Lapsus diplomático aparte (ya nos iremos acostumbrando), el tuit de Petro refleja muchas de las dolencias de este gobierno. La primera, por supuesto, es la inmensa improvisación. Sin conocer las circunstancias de tiempo, modo y lugar en las cuales el Presidente decidió hacer pública su opinión sobre lo ocurrido en Chile, quizás sentado en los aposentos presidenciales rodeado de yes-men o, peor aún, íngrimamente solo, lo cierto es que el tuitazo no fue muy elaborado. Salió de las entrañas no de la cabeza, como muchas de las iniciativas gubernamentales que se anuncian por estos días a mil por hora, sin que nadie repare en las consecuencias de lo que se está proponiendo.
Lo segundo tiene que ver con la tristeza genuina que debe embargar a nuestro jefe de Estado por los resultados plebiscitarios. El esperpento woke de casi 400 artículos que se rechazó consagraba un listado de más de 100 tipos de derechos -el mayor del mundo-, y casi ninguna obligación. Era la más recóndita fantasía política de un prototípico estudiante latinoamericano de sociología hecha realidad: “estado plurinacional”, paridad de “diversidades y disidencias de sexo genéricas”, sustitución del sufragio universal por representación corporativista a “pueblos y naciones indígenas”, sistema único de salud estatal, etc., etc. Solo faltó sustituir el género femenino por “persona menstruante” para completar el canon progresista.
En tercer lugar, se encuentra la persistente tendencia gubernamental de apegarse a dogmas y teorías marginales cuyo valor parece estar inversamente relacionado con su aplicabilidad. Entre más oscuros, más atractivos. Basta con verificar la perplejidad tolamarujesca de las ministras de medio ambiente y minas en reciente rueda de prensa cuando se cuestionó la exigencia de una ellas para que los países desarrollados dejaran de crecer, como si la idea de abocar el empobrecimiento masivo de media humanidad fuera algo para aplaudir.

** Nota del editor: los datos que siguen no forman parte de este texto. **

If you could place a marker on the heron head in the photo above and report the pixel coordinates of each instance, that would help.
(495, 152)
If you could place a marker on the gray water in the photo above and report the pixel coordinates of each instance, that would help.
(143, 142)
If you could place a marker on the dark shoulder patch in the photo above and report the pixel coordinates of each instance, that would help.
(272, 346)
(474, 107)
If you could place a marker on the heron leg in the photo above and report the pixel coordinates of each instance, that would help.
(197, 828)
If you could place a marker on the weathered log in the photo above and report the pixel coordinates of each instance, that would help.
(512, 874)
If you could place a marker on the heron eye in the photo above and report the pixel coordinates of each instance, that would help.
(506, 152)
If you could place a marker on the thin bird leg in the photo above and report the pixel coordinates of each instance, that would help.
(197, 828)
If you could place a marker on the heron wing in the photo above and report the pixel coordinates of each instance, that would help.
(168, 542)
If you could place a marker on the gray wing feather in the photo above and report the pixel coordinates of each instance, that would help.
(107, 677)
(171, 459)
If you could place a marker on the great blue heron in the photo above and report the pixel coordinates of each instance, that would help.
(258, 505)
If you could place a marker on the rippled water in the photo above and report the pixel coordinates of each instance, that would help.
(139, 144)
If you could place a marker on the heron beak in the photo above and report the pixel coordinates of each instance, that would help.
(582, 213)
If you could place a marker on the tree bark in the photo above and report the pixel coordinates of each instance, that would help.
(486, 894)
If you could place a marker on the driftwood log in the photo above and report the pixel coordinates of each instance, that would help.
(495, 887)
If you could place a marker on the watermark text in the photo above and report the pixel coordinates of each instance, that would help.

El presidente, por su parte, en vez de recular dobló la apuesta, enviando un tuit con la portada de un libro sobre decrecimiento económico editado por académicos europeos de segunda, asumiendo olímpicamente que una foto es suficiente para saldar el complejo debate.

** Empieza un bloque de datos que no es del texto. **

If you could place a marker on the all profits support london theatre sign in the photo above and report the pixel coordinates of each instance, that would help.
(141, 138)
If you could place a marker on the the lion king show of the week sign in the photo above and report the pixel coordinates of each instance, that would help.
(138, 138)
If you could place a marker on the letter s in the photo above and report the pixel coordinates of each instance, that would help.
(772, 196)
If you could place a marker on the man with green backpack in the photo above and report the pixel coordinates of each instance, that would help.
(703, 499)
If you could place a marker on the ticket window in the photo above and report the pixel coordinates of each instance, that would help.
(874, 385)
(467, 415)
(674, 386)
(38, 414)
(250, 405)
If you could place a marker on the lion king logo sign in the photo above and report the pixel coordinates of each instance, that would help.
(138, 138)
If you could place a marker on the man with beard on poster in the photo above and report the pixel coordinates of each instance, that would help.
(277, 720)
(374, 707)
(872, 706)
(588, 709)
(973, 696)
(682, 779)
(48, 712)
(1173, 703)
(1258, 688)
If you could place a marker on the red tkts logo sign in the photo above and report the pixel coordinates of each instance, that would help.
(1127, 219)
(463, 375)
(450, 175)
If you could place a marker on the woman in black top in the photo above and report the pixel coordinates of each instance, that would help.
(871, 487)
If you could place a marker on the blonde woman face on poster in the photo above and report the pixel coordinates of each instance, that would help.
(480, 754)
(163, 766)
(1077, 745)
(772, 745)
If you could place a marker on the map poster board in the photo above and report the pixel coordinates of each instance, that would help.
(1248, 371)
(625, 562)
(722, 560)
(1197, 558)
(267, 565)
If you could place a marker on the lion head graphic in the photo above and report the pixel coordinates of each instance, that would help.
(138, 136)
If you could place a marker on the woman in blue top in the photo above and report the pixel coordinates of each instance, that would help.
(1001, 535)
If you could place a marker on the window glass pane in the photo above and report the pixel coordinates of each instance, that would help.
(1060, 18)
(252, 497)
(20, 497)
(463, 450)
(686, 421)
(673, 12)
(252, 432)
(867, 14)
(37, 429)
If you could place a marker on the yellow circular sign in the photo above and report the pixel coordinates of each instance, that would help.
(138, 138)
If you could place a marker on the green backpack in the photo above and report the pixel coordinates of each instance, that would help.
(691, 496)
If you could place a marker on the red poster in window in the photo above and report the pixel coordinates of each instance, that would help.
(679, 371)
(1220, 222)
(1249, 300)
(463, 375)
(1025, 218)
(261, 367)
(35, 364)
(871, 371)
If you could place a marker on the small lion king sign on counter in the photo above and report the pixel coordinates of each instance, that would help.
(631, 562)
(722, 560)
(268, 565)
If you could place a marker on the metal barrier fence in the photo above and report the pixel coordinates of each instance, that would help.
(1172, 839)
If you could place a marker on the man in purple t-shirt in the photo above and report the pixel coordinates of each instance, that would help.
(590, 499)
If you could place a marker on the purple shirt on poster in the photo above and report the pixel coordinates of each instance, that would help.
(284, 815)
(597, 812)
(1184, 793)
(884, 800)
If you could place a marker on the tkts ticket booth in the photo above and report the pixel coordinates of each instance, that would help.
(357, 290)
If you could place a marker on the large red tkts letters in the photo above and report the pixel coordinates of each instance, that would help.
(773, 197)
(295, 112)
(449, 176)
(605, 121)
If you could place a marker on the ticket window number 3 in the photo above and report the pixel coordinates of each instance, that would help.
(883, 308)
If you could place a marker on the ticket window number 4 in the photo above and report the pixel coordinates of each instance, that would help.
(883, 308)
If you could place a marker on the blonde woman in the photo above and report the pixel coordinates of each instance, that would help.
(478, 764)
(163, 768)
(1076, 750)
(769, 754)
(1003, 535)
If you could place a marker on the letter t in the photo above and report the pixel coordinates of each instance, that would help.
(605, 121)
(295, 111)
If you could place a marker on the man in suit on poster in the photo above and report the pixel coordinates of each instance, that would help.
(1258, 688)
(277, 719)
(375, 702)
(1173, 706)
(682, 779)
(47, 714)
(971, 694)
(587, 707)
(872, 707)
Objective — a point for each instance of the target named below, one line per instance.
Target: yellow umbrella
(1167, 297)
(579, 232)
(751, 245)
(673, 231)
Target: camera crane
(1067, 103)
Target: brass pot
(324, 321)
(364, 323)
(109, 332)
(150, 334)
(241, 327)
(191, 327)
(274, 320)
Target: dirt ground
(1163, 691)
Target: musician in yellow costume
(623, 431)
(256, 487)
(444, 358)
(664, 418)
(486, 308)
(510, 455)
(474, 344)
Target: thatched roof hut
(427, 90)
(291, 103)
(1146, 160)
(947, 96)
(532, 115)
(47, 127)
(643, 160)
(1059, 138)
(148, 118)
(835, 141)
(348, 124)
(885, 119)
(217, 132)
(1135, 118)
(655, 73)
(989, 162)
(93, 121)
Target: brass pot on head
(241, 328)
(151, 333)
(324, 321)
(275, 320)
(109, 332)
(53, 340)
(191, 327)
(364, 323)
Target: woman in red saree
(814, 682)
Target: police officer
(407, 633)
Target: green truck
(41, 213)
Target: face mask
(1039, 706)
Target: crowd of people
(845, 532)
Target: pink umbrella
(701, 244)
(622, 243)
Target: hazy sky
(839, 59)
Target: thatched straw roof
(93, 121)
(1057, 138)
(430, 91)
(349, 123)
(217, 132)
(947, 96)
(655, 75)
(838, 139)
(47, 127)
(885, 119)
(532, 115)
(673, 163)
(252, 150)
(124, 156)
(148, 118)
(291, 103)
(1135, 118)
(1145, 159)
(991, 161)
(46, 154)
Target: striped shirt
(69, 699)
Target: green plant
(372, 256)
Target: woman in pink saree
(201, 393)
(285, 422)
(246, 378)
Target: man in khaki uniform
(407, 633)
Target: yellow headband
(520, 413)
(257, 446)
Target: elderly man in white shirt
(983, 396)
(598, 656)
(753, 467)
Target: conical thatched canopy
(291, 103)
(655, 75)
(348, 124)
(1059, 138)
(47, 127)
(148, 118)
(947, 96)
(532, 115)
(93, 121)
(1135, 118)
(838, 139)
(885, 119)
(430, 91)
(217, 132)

La lección de la debacle constitucional chilena es que la arrogancia es mala consejera.
La izquierda radical, arropada en un mandato coyuntural, creyó que tenía carta blanca para imponer su particular visión del mundo sobre una población que quería ajustes, pero no desbarajustes, como dijo Uribe.
Si en Colombia este gobierno que empieza no se pone en serio a escuchar a todos los sectores de la sociedad tendrá también una calamidad política en sus manos.